# Evaluation script for the new GPT planners

In [1]:
import sys
import os
import json
import yaml
import pathlib
import glob
import pandas as pd
from pathlib import Path

In [2]:
# Replace 'experiment_log.json' with the path to your actual JSON file
LOCAL_MACHINE = "am1"
ROOT_PATH = pathlib.Path("__file__").resolve().parent.parent
EXP_FOLDER = os.path.join(ROOT_PATH, "experiments")
CONFIGS_FOLDER = os.path.join(ROOT_PATH, "cos_eor", "configs", "local")
ENVS_FILE_PATH = os.path.join(CONFIGS_FOLDER , "envs_paper.yaml")
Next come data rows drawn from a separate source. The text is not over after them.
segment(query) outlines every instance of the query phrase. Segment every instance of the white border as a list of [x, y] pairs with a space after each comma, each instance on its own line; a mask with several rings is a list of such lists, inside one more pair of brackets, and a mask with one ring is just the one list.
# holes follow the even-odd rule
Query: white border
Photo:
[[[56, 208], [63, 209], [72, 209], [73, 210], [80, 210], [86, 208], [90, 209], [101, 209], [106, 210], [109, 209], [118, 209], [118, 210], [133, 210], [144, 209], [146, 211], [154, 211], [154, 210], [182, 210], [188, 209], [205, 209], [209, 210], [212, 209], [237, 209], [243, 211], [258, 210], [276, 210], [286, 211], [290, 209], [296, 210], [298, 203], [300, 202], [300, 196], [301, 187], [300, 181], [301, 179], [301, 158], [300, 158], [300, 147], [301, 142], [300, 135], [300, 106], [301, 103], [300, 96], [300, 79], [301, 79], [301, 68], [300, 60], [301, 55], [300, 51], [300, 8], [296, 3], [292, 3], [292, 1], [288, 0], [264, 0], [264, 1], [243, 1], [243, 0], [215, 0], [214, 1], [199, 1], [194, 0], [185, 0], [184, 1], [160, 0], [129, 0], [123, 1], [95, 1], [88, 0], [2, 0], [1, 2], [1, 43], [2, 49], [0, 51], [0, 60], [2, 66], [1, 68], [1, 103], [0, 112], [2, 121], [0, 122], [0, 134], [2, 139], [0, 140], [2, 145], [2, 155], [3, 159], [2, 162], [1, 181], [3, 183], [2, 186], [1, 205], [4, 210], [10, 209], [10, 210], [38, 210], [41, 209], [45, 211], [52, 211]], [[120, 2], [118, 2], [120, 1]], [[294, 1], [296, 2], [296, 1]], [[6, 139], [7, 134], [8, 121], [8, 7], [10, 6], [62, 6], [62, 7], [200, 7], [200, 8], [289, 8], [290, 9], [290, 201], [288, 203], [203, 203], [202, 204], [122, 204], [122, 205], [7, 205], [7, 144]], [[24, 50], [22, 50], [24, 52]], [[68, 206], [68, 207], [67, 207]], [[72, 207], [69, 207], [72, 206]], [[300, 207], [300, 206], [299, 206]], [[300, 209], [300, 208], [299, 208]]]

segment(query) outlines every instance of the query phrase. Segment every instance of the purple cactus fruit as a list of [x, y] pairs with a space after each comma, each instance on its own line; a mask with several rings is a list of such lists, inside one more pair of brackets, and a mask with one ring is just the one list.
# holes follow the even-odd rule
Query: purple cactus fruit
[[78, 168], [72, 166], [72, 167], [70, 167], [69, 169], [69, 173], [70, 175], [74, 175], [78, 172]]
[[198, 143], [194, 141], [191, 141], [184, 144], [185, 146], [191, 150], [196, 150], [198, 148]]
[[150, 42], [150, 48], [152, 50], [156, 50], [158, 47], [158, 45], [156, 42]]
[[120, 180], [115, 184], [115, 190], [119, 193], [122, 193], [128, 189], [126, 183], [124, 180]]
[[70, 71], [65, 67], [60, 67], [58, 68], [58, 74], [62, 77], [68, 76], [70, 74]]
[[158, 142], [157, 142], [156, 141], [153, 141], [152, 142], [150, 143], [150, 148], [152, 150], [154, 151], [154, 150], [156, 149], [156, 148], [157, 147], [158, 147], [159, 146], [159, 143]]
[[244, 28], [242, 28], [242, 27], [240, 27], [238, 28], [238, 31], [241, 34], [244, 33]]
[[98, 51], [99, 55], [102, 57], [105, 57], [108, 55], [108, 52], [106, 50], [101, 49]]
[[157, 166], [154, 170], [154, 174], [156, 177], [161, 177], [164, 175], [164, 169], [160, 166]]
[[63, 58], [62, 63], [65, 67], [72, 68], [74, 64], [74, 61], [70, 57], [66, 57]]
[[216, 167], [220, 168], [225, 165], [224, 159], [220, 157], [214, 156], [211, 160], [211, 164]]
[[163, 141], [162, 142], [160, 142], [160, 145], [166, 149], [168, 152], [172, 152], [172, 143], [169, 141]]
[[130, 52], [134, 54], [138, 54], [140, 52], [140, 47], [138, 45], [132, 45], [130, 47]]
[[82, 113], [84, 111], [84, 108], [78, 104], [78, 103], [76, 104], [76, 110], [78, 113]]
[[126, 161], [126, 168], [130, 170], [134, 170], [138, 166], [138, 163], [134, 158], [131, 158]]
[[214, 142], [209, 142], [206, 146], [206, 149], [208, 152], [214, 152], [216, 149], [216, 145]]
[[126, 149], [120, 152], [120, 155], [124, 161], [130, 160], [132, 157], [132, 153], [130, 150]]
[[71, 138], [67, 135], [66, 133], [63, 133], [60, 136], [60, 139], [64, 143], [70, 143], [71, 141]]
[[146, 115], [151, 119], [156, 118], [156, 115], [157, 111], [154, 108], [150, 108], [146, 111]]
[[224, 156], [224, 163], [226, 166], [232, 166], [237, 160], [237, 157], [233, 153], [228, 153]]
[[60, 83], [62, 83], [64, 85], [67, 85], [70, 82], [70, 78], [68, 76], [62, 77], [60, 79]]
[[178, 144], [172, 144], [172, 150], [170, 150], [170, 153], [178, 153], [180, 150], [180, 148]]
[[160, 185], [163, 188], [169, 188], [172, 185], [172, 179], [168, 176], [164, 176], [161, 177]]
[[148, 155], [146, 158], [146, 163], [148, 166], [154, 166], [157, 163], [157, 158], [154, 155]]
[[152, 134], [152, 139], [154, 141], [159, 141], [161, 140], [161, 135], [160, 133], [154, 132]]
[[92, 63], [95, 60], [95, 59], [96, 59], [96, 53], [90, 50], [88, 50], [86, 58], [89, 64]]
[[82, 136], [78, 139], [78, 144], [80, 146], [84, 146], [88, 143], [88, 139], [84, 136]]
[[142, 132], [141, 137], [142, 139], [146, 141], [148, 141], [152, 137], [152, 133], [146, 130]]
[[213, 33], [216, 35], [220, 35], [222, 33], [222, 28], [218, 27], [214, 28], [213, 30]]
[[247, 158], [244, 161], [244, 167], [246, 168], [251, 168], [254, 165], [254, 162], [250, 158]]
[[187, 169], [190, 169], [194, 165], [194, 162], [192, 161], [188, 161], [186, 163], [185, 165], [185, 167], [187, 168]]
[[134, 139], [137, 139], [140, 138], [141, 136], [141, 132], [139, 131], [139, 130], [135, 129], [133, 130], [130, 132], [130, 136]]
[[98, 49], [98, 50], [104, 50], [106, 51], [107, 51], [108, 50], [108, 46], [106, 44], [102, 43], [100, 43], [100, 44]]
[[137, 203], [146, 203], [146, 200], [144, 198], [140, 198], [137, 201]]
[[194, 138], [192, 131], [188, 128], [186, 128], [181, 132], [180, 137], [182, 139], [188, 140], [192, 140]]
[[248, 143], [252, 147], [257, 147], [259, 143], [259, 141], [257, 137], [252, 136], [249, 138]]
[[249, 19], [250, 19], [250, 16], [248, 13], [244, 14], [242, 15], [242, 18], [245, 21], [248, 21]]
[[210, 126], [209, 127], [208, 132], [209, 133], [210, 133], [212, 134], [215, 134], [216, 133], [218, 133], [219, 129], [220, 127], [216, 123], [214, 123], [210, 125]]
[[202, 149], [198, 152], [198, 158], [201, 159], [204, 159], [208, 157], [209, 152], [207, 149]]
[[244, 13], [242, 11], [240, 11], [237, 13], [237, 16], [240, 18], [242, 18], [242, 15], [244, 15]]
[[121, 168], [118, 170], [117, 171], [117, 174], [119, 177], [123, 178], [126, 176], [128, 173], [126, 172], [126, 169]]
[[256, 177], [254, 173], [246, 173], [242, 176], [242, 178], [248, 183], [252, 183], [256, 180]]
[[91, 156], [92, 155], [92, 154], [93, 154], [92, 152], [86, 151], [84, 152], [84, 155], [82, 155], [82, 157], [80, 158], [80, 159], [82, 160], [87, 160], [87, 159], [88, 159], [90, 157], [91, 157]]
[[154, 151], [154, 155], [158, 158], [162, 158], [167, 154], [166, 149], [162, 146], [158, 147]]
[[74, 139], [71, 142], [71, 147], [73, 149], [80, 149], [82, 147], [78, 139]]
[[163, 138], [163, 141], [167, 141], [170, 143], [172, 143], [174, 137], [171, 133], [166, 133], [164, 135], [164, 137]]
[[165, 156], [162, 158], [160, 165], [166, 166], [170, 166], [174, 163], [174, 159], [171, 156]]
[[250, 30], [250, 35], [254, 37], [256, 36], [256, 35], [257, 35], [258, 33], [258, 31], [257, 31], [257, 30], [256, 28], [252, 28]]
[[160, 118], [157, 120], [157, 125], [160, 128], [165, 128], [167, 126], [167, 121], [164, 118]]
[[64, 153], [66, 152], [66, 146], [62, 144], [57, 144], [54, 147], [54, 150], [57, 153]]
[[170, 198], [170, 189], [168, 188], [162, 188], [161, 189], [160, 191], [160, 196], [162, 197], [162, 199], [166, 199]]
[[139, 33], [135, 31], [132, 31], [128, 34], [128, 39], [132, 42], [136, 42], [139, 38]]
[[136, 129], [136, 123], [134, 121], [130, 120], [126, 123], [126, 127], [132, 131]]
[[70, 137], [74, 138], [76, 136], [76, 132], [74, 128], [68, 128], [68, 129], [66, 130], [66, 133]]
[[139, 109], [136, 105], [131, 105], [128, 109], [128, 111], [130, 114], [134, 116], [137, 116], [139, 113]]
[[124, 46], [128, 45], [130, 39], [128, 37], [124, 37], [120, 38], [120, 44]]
# Note: put the OpenAI key here:
with open(os.path.join(CONFIGS_FOLDER, "api_key.yaml")) as kfile:
    k = yaml.safe_load(kfile)

In [3]:
PAIRS = {
    'merom_1_int': {'bootstrap': 'bt_6_m1_train_pair', 
                    'finetune iter 1': 'ft_24_iter_1_from_bt_6_pair_personal', 
                    'finetune iter 2': 'ft_28_iter_2_from_ft_24_pair_personal'
                    },
    'pomaria_1_int': {'bootstrap': 'bt_7_p1_train_pair', 
                    'finetune iter 1': 'ft_23_iter_1_from_bt_7_pair_personal', 
                    'finetune iter 2': 'ft_27_iter_2_from_ft_23_pair_personal'
                    },
    'pomaria_2_int': {'bootstrap': 'bt_8_p2_train_pair', 
                    'finetune iter 1':'ft_22_iter_1_from_bt_8_pair_personal', 
                    'finetune iter 2':'ft_26_iter_2_from_ft_22_pair_personal'
                    },
    'rs_int': {'bootstrap': 'bt_9_r_train_pair', 
            'finetune iter 1': 'ft_25_iter_1_from_bt_9_pair_personal', 
            'finetune iter 2':'ft_29_iter_2_from_ft_25_pair_personal'},
}
SINGLES = ['single_run_20_turbo_benevolence1_pomaria1', 'single_run_22_turbo_other_5_scenes']
SAYPLAN = ['sayplan_paper']
SAYCAN = ['saycan_paper']


VARIANT_NAME_MAPPING = {}
SOURCE_MAPPING = {}
for s in PAIRS:
    for name in PAIRS[s]:
        variant = PAIRS[s][name]
        VARIANT_NAME_MAPPING[variant] = name + ' | ' + s
        SOURCE_MAPPING[variant] = s
for v in SINGLES:
    SOURCE_MAPPING[v] = 'None'
    VARIANT_NAME_MAPPING[v] = 'zero-shot gpt-3.5-turbo'
for v in SAYPLAN:
    SOURCE_MAPPING[v] = 'None'
    VARIANT_NAME_MAPPING[v] = 'SayPlan'
for v in SAYCAN:
    SOURCE_MAPPING[v] = 'None'
    VARIANT_NAME_MAPPING[v] = 'SayCan'

def flatten_list(input_list):
    return [item for sublist in input_list for item in sublist]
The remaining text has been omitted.